Remotely controlled hospital wards may sound like something out of science fiction, but they’re already becoming reality, and an innovation that could save time and even lives during the COVID-19 pandemic.
That’s why the Association for the Advancement of Medical Instrumentation (AAMI) has published a new consensus report (CR) detailing guidelines for the implementation of remote control for many critical medical devices. Notably, the U.S. Food and Drug Administration (FDA) has already issued emergency use authorizations for many remote devices.
AAMI CR511, “Emergency use Guidance for Remote Control of Medical Devices,” is the latest in a suite of consensus reports that represent the combined expertise of clinicians, the medical device industry, and regulators on AAMI’s COVID-19 Response Team.
“We’re following where the greatest need is,” said Dr. Julian Goldman, an anesthesiologist at Massachusetts General Hospital (MGH), medical director of biomedical engineering for the Mass General Brigham health network, and co-chair of the Response Team. “We started when a demand for inexpensive ventilators created what was basically a ‘wild west’ of innovation. Since then, the situation has evolved. We’ve provided emergency design and user guidelines for resuscitators, BiPAP, ventilatory helmets, and now remote-control capabilities.”

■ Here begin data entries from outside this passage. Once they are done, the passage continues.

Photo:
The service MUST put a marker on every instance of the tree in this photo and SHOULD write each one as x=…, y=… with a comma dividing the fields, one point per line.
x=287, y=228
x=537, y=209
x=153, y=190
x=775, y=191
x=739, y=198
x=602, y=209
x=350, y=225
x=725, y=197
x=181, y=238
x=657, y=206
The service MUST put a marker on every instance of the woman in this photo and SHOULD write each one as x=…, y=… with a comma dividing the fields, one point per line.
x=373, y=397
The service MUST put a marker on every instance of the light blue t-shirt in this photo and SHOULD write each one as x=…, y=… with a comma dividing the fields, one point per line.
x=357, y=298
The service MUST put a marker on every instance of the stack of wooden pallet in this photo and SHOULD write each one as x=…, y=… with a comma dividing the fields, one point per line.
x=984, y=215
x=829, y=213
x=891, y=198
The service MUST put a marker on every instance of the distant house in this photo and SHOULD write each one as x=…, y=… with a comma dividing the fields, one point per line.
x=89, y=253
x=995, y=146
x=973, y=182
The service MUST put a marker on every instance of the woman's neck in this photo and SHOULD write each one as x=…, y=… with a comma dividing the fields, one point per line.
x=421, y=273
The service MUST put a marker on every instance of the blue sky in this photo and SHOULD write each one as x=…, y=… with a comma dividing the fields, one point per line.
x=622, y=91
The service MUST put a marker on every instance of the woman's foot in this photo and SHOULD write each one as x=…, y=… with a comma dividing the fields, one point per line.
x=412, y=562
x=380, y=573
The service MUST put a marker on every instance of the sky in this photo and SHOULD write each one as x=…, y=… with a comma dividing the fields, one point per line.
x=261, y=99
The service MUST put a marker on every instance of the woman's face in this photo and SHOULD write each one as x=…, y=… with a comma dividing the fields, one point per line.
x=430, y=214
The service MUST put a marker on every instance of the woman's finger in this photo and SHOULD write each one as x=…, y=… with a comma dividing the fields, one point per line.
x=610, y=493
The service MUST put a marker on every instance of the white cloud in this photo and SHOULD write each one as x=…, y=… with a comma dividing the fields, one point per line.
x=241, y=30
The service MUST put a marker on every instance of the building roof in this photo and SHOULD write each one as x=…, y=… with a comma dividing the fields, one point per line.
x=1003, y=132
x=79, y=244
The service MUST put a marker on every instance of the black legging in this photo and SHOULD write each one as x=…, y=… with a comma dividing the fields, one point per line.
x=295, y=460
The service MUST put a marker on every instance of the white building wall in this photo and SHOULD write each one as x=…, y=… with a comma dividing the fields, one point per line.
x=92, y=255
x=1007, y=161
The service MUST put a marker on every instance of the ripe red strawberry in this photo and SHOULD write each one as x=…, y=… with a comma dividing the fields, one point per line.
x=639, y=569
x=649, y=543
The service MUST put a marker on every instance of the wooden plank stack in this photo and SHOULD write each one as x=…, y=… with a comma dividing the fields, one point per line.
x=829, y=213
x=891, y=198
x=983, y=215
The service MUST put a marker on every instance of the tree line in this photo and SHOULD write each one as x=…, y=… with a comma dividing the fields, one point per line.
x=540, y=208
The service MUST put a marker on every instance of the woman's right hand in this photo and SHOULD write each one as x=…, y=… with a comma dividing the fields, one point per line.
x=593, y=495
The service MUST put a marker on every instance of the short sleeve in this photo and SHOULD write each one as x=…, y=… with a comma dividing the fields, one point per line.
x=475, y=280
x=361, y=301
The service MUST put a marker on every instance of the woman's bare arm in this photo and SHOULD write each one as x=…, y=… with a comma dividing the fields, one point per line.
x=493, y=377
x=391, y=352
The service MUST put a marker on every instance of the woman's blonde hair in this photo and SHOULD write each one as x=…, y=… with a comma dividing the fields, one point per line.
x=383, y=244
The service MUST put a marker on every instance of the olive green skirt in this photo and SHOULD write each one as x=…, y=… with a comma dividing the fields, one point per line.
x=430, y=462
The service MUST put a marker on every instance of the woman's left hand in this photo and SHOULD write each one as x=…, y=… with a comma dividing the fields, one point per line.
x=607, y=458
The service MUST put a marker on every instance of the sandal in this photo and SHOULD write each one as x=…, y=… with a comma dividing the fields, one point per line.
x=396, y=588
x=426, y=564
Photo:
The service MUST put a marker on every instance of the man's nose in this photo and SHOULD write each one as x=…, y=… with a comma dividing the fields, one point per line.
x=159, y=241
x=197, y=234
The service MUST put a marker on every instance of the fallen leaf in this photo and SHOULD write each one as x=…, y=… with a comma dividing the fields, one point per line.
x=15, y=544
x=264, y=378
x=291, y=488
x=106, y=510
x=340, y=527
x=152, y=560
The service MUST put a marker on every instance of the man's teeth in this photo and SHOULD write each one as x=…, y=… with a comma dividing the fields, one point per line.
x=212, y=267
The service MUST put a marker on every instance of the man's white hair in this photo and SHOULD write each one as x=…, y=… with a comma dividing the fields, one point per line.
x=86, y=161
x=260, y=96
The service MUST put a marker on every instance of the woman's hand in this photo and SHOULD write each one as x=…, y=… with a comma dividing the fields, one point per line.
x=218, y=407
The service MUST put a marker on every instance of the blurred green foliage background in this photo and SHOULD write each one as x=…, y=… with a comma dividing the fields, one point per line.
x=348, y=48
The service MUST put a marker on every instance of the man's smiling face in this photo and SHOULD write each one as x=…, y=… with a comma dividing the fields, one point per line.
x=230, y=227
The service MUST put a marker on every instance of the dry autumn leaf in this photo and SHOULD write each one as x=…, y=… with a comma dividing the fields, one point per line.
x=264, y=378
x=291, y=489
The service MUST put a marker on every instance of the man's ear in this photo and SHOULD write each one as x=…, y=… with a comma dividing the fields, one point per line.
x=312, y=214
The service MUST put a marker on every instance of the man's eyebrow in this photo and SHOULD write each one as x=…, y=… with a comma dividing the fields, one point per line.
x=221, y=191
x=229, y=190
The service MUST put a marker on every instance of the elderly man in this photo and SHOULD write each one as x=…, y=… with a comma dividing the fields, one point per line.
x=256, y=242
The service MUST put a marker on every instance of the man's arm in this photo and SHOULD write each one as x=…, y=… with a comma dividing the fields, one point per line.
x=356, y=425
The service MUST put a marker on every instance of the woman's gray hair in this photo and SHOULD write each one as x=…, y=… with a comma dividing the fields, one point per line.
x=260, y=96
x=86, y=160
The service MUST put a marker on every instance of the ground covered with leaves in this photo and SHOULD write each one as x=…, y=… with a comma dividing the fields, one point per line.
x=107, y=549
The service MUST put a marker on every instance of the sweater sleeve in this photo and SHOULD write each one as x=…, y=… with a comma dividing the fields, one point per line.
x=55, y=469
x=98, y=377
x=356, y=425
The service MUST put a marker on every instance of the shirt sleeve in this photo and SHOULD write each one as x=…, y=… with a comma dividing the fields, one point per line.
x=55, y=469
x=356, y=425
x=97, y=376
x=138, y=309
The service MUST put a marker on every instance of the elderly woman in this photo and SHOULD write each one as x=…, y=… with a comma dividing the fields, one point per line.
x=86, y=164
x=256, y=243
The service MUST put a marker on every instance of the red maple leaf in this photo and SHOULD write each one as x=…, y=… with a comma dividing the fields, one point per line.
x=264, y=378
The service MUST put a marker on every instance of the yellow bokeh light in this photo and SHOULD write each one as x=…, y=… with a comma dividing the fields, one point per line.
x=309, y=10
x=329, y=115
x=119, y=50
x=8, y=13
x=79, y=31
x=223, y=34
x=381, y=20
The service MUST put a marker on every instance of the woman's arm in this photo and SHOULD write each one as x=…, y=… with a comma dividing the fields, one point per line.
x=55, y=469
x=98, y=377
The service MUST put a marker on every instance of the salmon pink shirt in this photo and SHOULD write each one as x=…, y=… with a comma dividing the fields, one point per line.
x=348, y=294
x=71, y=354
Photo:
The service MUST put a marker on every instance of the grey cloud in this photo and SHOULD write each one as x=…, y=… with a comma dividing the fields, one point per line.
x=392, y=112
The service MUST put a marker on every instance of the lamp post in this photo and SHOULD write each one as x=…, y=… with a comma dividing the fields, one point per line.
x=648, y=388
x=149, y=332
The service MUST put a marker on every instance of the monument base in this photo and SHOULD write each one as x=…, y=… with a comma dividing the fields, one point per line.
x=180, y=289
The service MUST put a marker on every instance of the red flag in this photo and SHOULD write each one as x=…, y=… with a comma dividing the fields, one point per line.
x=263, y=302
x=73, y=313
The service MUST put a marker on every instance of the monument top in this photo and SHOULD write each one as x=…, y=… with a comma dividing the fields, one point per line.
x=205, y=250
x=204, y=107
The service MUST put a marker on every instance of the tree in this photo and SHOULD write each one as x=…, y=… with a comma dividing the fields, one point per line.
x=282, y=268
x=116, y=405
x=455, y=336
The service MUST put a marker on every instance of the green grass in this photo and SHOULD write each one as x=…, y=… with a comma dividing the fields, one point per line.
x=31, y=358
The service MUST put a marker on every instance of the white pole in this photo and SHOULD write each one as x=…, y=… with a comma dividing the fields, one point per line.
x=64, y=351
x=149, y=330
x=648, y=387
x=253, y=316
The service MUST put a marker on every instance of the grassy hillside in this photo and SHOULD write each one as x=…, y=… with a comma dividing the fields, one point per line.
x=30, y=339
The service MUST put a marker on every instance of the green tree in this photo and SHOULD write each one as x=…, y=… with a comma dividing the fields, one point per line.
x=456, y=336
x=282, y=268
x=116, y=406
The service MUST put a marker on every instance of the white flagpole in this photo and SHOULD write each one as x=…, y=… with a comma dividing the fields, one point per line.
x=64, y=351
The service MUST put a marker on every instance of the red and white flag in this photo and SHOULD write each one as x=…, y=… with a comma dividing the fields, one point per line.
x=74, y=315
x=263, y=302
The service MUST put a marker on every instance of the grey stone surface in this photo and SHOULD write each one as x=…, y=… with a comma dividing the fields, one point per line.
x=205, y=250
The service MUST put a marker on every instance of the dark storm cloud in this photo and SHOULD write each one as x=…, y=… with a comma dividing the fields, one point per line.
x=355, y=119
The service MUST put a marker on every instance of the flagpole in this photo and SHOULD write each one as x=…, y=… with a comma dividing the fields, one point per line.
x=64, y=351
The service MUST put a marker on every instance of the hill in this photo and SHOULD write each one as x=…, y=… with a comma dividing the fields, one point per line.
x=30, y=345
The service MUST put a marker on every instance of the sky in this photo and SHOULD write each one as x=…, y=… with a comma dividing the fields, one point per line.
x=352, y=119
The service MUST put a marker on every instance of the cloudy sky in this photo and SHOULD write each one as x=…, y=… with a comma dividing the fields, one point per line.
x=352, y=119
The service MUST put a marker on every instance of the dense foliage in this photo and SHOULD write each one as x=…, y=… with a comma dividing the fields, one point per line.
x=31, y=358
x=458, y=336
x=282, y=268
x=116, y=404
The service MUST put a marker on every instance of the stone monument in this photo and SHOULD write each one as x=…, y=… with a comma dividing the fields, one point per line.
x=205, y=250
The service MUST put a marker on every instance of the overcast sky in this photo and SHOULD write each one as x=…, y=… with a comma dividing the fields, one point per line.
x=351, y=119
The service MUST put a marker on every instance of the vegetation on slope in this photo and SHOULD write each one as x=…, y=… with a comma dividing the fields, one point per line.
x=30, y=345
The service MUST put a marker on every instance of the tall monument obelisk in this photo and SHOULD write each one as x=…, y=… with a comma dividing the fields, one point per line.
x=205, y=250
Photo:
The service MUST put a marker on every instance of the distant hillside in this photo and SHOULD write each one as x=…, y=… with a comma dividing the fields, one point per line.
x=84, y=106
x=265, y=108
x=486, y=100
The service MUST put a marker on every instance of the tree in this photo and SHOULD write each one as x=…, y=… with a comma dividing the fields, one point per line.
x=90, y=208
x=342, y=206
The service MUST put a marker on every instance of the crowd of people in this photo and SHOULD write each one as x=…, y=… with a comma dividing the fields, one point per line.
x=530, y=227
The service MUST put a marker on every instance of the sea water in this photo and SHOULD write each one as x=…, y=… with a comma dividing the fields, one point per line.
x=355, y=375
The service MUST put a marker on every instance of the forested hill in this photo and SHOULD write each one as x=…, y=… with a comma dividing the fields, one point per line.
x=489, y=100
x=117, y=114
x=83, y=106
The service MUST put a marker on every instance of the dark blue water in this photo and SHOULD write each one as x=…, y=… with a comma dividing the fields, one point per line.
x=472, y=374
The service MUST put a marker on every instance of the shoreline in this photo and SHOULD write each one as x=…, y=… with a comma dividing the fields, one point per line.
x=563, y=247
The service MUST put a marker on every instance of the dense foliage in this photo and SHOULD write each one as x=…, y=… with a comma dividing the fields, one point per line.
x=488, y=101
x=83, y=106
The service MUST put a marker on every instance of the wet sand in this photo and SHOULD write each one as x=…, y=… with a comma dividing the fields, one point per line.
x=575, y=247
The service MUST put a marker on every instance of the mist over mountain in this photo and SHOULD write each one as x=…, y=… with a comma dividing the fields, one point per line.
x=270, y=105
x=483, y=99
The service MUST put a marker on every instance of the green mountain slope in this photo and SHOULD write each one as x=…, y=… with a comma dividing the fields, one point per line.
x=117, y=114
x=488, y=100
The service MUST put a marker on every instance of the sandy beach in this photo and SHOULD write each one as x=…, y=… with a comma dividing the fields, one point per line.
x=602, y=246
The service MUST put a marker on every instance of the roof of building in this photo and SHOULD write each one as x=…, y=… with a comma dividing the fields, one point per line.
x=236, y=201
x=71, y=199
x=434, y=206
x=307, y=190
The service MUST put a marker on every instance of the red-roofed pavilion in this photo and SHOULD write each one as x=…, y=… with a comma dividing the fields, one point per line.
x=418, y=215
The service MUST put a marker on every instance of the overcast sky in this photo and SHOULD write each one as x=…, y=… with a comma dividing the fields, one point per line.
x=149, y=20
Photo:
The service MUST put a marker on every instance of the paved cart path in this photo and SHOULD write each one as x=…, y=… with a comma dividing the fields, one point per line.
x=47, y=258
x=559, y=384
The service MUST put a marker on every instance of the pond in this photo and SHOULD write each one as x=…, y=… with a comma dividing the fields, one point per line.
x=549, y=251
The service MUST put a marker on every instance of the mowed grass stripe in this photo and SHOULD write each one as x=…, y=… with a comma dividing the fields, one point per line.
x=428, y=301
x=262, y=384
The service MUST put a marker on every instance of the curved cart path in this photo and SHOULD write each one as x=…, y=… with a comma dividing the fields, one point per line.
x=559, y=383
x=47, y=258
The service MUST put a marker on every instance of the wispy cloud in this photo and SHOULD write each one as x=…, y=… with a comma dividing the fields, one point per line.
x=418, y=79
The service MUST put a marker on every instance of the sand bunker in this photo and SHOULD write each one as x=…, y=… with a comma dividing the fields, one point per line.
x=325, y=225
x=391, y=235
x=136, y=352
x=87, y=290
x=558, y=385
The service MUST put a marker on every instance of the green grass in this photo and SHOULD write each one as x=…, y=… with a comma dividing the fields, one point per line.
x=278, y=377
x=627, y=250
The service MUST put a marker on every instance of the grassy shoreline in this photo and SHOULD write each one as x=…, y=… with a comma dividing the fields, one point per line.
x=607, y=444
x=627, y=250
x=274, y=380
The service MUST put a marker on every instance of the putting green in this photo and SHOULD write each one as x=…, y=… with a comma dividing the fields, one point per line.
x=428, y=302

“This is the time to innovate,” added Sandy Weininger, co-chair of the Response Team. “The FDA has paved the way for innovation with very low overhead because the clinical need is recognized.”
Weininger is a senior electrical/biomedical engineer at the FDA’s Center for Devices and Radiological Health, which is responsible for the FDA’s regulation of medical devices. In March, the FDA issued a new enforcement policy for non-invasive remote monitoring devices used to support patient monitoring during the COVID-19 emergency, followed by emergency use authorizations for certain remote or wearable patient monitoring devices.